How To Create A Blue Flower Garden
Cool-color gardens create a restrained look with the use of different types of blues like soft lavender-blue to bright sky blue to cobalt blue. To achieve the desired look of a blue garden, you must have a good mix and balance of plant types. Use blue-flowering annuals, perennials and shrubs. Some plants even have bluish foliage. Plant the taller plants in the background and the shorter ones up front. Keep the ones that are going to need replanting each year within easy reach.
Amazing blue garden ideas
Shrubs are the backbone of any garden. They are a long-lived addition and should be placed carefully. Plan their placement according to their mature size. They tend to be the tallest of your plants in a blue garden so they should be planted near the back of the garden. Some shrubs to consider are Caryopteris x clandonensis (bluebeard) and Vaccinium spp. (huckleberry).

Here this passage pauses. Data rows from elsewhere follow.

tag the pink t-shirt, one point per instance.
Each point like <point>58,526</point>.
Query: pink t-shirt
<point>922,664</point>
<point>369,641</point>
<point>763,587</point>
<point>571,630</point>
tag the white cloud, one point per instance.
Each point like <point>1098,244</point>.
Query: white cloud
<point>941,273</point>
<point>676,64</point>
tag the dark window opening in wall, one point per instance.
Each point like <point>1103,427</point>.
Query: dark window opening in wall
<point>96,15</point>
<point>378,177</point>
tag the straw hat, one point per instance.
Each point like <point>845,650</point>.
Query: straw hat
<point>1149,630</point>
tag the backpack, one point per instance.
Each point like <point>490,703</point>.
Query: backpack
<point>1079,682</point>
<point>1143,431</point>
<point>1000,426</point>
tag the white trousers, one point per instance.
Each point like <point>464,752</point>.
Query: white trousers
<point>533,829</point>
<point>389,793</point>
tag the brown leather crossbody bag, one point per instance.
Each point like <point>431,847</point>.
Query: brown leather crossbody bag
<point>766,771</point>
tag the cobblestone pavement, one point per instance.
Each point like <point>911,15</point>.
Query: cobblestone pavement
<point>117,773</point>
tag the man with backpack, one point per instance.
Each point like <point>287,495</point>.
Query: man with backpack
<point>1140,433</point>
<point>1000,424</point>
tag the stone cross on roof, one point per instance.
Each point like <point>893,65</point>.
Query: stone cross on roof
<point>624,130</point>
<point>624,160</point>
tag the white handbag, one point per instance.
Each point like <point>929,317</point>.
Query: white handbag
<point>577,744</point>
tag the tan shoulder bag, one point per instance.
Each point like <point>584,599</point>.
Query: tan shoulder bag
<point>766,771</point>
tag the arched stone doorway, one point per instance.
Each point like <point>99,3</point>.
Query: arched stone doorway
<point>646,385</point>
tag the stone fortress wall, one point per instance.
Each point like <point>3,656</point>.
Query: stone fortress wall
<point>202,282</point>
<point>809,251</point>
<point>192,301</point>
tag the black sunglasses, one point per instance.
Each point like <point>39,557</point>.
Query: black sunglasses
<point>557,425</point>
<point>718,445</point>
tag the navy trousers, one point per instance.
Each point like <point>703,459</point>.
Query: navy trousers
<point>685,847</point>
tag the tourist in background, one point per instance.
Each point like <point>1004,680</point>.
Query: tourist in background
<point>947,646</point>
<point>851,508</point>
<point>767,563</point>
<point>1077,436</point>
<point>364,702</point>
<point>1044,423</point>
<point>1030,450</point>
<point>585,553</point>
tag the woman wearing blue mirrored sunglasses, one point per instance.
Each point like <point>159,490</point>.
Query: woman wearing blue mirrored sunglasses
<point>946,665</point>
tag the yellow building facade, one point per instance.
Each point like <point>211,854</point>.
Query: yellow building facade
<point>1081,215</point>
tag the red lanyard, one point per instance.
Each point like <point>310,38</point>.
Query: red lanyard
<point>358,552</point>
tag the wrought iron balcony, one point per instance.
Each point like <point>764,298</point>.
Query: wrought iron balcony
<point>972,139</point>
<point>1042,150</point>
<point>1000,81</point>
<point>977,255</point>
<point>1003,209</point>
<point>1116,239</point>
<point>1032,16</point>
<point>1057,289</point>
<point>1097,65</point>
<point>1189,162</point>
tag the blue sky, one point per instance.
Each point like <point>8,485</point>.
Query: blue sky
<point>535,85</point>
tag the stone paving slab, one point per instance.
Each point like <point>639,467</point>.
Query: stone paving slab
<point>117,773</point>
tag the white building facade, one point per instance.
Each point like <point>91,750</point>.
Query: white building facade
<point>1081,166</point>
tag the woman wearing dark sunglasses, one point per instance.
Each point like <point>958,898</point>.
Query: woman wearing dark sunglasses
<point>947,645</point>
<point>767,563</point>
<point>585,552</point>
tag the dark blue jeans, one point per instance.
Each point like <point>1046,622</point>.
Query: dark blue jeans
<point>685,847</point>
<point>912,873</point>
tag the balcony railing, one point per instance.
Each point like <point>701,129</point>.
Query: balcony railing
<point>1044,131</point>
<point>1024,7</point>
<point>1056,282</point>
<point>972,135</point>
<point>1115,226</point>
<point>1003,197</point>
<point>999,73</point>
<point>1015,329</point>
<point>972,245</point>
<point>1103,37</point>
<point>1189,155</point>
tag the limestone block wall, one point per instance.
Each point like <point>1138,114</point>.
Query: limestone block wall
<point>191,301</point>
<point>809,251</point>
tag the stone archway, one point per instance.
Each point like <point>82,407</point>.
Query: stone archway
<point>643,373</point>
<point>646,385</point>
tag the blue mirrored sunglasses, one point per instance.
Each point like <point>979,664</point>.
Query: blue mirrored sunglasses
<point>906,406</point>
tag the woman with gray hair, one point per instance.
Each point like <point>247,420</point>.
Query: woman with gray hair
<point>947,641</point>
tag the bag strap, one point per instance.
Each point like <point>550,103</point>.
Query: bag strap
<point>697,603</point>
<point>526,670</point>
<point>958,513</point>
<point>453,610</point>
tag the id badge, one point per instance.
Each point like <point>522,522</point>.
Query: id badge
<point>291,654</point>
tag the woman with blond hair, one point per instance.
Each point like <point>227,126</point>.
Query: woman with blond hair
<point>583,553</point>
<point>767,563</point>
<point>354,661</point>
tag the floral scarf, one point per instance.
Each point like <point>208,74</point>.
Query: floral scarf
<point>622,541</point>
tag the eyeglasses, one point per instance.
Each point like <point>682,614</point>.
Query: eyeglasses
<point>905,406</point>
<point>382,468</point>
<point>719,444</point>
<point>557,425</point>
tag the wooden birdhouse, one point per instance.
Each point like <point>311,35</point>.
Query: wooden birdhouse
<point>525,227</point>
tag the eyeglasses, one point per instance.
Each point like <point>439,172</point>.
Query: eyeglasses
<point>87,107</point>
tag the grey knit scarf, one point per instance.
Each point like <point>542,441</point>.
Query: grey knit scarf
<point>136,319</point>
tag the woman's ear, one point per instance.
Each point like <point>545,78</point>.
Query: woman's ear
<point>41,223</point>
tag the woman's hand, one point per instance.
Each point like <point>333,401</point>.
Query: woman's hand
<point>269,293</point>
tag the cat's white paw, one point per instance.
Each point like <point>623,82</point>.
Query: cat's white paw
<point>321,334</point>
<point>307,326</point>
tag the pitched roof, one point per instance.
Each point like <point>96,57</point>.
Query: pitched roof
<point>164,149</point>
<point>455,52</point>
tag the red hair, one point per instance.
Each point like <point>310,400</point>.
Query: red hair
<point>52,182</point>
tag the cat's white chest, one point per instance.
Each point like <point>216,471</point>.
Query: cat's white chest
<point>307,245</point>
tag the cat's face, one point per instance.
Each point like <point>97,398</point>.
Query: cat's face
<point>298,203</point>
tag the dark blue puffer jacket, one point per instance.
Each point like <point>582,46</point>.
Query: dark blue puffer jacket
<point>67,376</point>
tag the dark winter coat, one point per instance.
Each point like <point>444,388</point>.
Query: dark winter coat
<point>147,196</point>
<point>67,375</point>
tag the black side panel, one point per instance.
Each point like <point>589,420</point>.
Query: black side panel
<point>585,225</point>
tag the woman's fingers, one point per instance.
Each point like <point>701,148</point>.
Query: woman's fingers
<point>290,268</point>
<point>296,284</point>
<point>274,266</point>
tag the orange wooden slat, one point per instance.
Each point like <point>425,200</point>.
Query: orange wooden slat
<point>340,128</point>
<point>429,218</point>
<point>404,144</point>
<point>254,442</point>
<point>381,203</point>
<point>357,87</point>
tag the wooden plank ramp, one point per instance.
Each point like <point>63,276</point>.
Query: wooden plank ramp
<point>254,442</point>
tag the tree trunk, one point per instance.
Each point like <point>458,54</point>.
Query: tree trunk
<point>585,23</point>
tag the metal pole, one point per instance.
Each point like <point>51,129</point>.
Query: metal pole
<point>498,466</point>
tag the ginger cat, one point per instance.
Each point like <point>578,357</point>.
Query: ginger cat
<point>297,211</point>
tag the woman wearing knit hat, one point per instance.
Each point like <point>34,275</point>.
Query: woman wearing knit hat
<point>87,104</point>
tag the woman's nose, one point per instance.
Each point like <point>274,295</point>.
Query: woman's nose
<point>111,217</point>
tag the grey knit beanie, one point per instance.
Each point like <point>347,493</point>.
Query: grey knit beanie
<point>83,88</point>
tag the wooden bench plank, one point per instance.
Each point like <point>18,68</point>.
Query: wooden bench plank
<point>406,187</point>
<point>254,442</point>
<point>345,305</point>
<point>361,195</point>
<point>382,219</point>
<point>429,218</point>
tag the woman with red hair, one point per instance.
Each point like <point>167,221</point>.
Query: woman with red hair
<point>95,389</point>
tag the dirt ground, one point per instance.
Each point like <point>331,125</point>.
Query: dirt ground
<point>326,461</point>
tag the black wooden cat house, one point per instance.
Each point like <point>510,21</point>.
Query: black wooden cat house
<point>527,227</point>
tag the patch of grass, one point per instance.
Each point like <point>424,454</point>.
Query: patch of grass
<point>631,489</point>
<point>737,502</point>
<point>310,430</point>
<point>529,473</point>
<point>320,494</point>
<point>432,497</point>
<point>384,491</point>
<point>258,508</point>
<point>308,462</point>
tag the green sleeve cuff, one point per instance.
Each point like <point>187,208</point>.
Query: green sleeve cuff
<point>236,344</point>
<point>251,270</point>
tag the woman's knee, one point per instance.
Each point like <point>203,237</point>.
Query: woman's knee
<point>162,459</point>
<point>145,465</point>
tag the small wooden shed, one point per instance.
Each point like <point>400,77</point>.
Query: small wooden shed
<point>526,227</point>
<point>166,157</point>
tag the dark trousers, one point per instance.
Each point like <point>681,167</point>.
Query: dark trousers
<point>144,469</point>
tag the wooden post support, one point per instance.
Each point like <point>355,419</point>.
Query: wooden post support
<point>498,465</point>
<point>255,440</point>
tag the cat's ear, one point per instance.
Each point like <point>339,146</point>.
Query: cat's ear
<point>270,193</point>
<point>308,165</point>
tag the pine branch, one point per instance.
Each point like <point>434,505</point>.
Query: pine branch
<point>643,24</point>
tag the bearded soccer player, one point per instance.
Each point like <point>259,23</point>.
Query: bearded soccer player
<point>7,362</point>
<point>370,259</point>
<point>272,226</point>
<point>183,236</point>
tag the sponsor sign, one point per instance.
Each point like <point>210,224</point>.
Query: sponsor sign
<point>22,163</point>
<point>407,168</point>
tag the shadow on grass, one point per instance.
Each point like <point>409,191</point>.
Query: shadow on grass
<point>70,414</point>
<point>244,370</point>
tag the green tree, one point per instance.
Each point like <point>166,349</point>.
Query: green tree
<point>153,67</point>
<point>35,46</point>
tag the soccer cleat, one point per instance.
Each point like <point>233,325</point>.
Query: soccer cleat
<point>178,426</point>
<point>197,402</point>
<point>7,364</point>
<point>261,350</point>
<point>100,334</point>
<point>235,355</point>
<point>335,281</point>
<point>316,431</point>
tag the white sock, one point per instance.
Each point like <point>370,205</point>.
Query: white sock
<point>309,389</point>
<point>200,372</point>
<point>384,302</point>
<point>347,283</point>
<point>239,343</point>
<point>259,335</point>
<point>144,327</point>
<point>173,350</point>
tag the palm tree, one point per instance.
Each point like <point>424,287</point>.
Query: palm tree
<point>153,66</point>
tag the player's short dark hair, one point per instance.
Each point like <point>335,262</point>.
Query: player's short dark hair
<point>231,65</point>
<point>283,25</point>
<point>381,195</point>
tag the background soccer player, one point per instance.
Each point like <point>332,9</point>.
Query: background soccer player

Bluish foliage can maintain a blue cast to your garden even when flowers are not blooming. Some plants with blue tones to their leaves are Eryngium amethystinum (amethyst sea holly), Baptisia australis (blue false indigo), Ruta graveolens (Rue) and Festuca cinerea (blue fescue).
Perennials will last for years. They are a long-term addition to the garden. These should be spread out in your garden so they can cover the areas where annuals and bulbs leave bare after they die back. Pinch off dying blossoms to encourage perennials to bloom all summer long. Some blue-blossoming perennials include delphiniums, Iris sibirica (Siberian iris), Campanula spp. (bellflowers), Scabiosa caucasica (pincushion flower), Cichorium intybus (chicory), Viola adnuca (blue violet) and Penstemon acuminatus (sanddune penstemon).
Annuals are flowers that die back each year. They should be in areas that are easy to cultivate and care for. Deadhead dying blooms on annuals to encourage the plants to produce blooms all season. Some blue-flowering annuals to try out in your blue garden are Ageratum houstonianum (ageratum), Brachycome iberidifolia (Swan River daisy), Browallia speciosa (browallia), Centaurea cyanus (cornflower), Consolida ambigua (rocket larkspur), Convolvulus tricolor (dwarf morning glory), Ipomoea tricolor (morning glory), Lobelia erinus (edging lobelia), Myosotis sylvatica (forget-me-not), Nemophila menziesii (baby-blue-eyes), Nigella damascena (love-in-a-mist) and Salvia farinacea (mealy-cup sage).
Bulbs are used for spring color. They look best when planted in clumps of 1 or 2 dozen. This will help make a dramatic look. Some blue-blooming bulbs are Hyacinthoides hispanicus (Spanish bluebells), Scilla sibirica (Siberian squills) and Camassia quamash (camas).
As well as using plants with blue flowers and foliage, try to pick up the blue tones in statues, stones, paving, walls and fences. Furniture and garden accessories can also be painted various shades of blue to complement the garden. And if you’re still looking for ways to feature blue colours, mosaics are an excellent way of bringing a whole range of blue shades into the garden.
To complement your blue theme, as well as giving the garden a really cool summery feel, you could make a feature of clear blue water. You don’t need a swimming pool – a blue tiled pond or painted water bowl is sufficient.
Without making the garden too sunny and hot, try to bring at least some of the sky into view in the garden. On a bright summer day, the combination of blue sky, water, plants and garden accessories can be quite stunning.